Traditionally, programs could sign up to a 25-player signing class, a limit that was waived for two years. However, not every athlete is going to be an all-conference player. There are hits and misses. A recruit is likely considered a hit if they develop into a multiyear starter who doesn’t leave for the Transfer Portal.
Alabama’s 2017 class is considered one of the best ever assembled. Eight players were selected in the first round of the NFL draft, including quarterbacks Tua Tagovailoa and Mac Jones, running back Najee Harris and wide receivers DeVonta Smith and Jerry Jeudy. Fifteen total players have signed with an NFL franchise from the class. Some of them helped the Crimson Tide win a pair of national championships.
But even that class only had a hit rate of roughly 65%, excluding specialists.
There are currently more than 200 NIL collectives across the country, many of which publicly state their goals of recruiting and retaining top talent. For some, achieving those standards means preparing lucrative financial packages for high school athletes.
It leads to the question: Are collectives and their donors approaching NIL with the same understanding of coaches and recruiting staffers that not every player will have on-field success?
“The people that can afford to put this type of money in on a football recruit from a booster standpoint would be bankrupt if they made the same decisions in their businesses,” said a veteran college football assistant, who spoke on the condition of anonymity.

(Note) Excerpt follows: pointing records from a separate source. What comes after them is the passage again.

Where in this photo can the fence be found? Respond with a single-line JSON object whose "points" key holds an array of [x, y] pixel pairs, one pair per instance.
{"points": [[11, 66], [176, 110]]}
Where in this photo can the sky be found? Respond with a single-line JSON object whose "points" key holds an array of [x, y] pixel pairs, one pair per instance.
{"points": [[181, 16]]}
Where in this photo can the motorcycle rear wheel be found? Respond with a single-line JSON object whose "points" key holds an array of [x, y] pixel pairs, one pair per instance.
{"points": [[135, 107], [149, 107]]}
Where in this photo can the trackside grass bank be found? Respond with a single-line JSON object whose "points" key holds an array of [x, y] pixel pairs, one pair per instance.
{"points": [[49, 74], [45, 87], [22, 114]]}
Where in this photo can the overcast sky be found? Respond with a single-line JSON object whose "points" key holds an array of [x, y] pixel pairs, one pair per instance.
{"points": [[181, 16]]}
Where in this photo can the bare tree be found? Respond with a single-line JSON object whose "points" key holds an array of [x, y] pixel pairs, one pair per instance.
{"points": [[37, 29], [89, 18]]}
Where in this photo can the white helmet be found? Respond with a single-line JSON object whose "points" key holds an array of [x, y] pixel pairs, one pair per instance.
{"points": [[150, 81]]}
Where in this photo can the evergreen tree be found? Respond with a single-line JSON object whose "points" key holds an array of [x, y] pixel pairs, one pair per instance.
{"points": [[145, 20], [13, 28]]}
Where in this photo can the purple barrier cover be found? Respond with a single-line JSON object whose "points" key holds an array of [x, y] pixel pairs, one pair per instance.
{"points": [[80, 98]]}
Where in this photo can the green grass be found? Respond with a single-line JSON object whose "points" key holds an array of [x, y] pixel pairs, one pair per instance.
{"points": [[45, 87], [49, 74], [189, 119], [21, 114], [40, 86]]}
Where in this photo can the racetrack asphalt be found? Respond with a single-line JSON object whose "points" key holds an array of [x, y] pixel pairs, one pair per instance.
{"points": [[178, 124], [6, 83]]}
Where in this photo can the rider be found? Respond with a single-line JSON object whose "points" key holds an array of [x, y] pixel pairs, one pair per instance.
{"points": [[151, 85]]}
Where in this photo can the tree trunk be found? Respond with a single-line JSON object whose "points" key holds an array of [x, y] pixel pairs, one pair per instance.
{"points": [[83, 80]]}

What is a winning hit rate?
Over the past five recruiting classes, on average, only four of the top 10 quarterbacks in the On3 Consensus have developed into a “hit,” or a productive multiyear starter at their initial school. As On3 recently reported, the top high school quarterbacks can command the equivalent of a seven-figure annual salary through NIL deals.
For collectives, that could translate to hundreds of thousands, if not millions, of dollars mismanaged, depending on how they measure return on investment.
“Look, I think quarterback is the hardest position to play in sport. Hardest position to evaluate and coach,” a former NFL scouting director told On3. “There are some non-negotiables to be a big-time quarterback. Accuracy, processing and leadership. … When you look at quarterbacks who fail, they fail in one of those three areas. It is a difficult position to evaluate.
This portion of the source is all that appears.